There are a lot of things that could prevent our species from expanding off-Earth and gradually spreading into the cosmos. Inertia is one of them. If enough people choose not to look past their own lifetimes as the basis for action, we’re that much less likely to think in terms of projects that will surely be multi-generational. That outcome doesn’t worry me overly much because it flies against the historical record. We have abundant evidence of long-term projects built by civilizations for their own purposes, and while we view pyramids or cathedrals differently than they did in their time, their artifacts show that humans are capable of this impulse. The Dutch dike system has been maintained for over 500 years, and precursor activity can be traced back as far as the 9th Century.

Nor am I concerned that most people won’t ever want to leave this planet. I have no ambition to leave it either, but in every era there have been small numbers of people who chose to leave what they knew to follow their impulses, whether they were explorers, exploiters or zealots. Given the opportunity, I’d say that spreading into the Solar System will happen as small outposts evolve into colonies, and colonies are gradually enlarged by the flow of the like-minded.

Or, at least, it will happen if we get past the L term in the famous Drake Equation, which on the level of technology describes the length of time a civilization can release detectable signals, and on a more profound level may describe the working lifetime of a technological society. It’s this factor that Adam Frank (University of Rochester) looks at in a recent New York Times essay. He’s studying the price we pay for developing a global industrial culture, wondering whether this ‘sustainability bottleneck’ may not account for the Fermi paradox; i.e., the lack of evidence for civilizations around nearby stars in an obviously fecund universe.

fea-astrobiology

Image courtesy of University of Rochester.

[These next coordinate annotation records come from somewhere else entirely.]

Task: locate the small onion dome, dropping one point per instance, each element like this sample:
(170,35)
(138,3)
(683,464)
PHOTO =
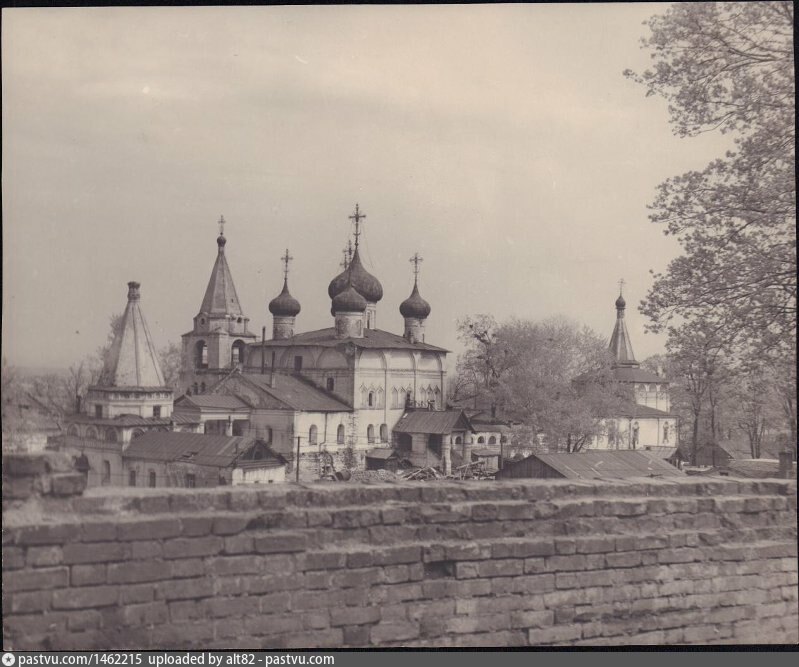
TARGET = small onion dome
(415,305)
(349,301)
(364,282)
(284,305)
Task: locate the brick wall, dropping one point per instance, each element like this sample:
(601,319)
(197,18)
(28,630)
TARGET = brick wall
(521,563)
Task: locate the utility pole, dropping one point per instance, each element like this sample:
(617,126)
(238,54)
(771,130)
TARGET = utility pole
(297,463)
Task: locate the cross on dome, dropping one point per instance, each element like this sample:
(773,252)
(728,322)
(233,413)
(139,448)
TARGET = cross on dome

Civilizations need energy to operate, and as Frank points out, waste (entropy) is an inevitable part of the process of energy generation. Humans harvest about 100 billion megawatt hours of energy every year, with the consequence that we put 36 billion tons of carbon dioxide into the biosphere. We can assume that other civilizations would face the same issues as they grew. We can also see the vast changes that both Mars and Venus have been through in our own Solar System as perhaps once habitable worlds were gradually transformed by natural processes. We’re beginning to piece together general rules that can help us understand what happens as biospheres change.

Some of this change happens without the mediation of living creatures, and some occurs because of them:

…any species climbing up the technological ladder by harvesting energy through combustion must alter the chemical makeup of its atmosphere to some degree. Combustion always produces chemical byproducts, and those byproducts can’t just disappear. As astronomers at Penn State recently discovered, if planetary conditions are right (like the size of a planet’s orbit), even relatively small changes in atmospheric chemistry can have significant climate effects. That means that for some civilization-building species, the sustainability crises can hit earlier rather than later.

Frank’s interest is in studying sustainability issues as a generic astrobiological problem. You’ll recall that we’ve looked at a paper of his on this idea before (see Astrobiology and Sustainability). Working with Woodruff Sullivan (University of Washington), Frank talks in reference to Species with Energy-Intensive Technology (SWEIT), and argues that we can profitably study not only other worlds but our own previous eras of climate alteration for insight. The research program that grows out of this models SWEIT evolution along with that of the planet on which it arises with a methodology based on dynamical systems theory.

Earth’s own past suggests how complex these interrelationships can be. There was a time about two billion years after the formation of the planet when anaerobic bacteria utterly changed the biosphere by driving up the oxygen content in the atmosphere, a form of what was then pollution eventually becoming an essential for life such as ours. Never mind technology — life itself can be a game-changer. With such principles in mind, Frank and Sullivan are interested in the ‘trajectories’ civilizations take as shaped by the choices they make, some of which could result in population collapse while others lead to long-lived technological societies.

It’s always possible, Frank speculates, that we have a Fermi paradox because no civilization makes it through its sustainability crisis. But there are models that indicate this doesn’t have to happen.

By studying sustainability as a generic astrobiological problem, we can understand if the challenge we face will be like threading a needle or crossing a wide valley. Answering this question demands a far deeper understanding of how planets respond to the kind of stresses energy-intensive species (like ours) place on them. It’s an approach no different from that of doctors using different kinds of animals, and their molecular biology, to discover cures for human disease.

So maybe we’re not the only ones to tackle these problems, which are the consequences of physical laws that govern the interactions between planets and the life they sustain. We don’t have enough knowledge to provide the answer, not yet, but the generic problem is one that advanced civilizations anywhere must at some time face. I leave it to specialists like Frank to discover whether the ‘needle’ or the ‘valley’ is the best metaphor. My own suspicion is that sustainability is a manageable matter, while civilizational collapse through inadvertence via war or accident is the more likely outcome. That’s the filter on L that keeps me up at night.

The Frank and Sullivan paper is “Sustainability and the astrobiological perspective: Framing human futures in a planetary context,” Anthropocene Vol. 5 (March 2014), pp. 32-41 (full text).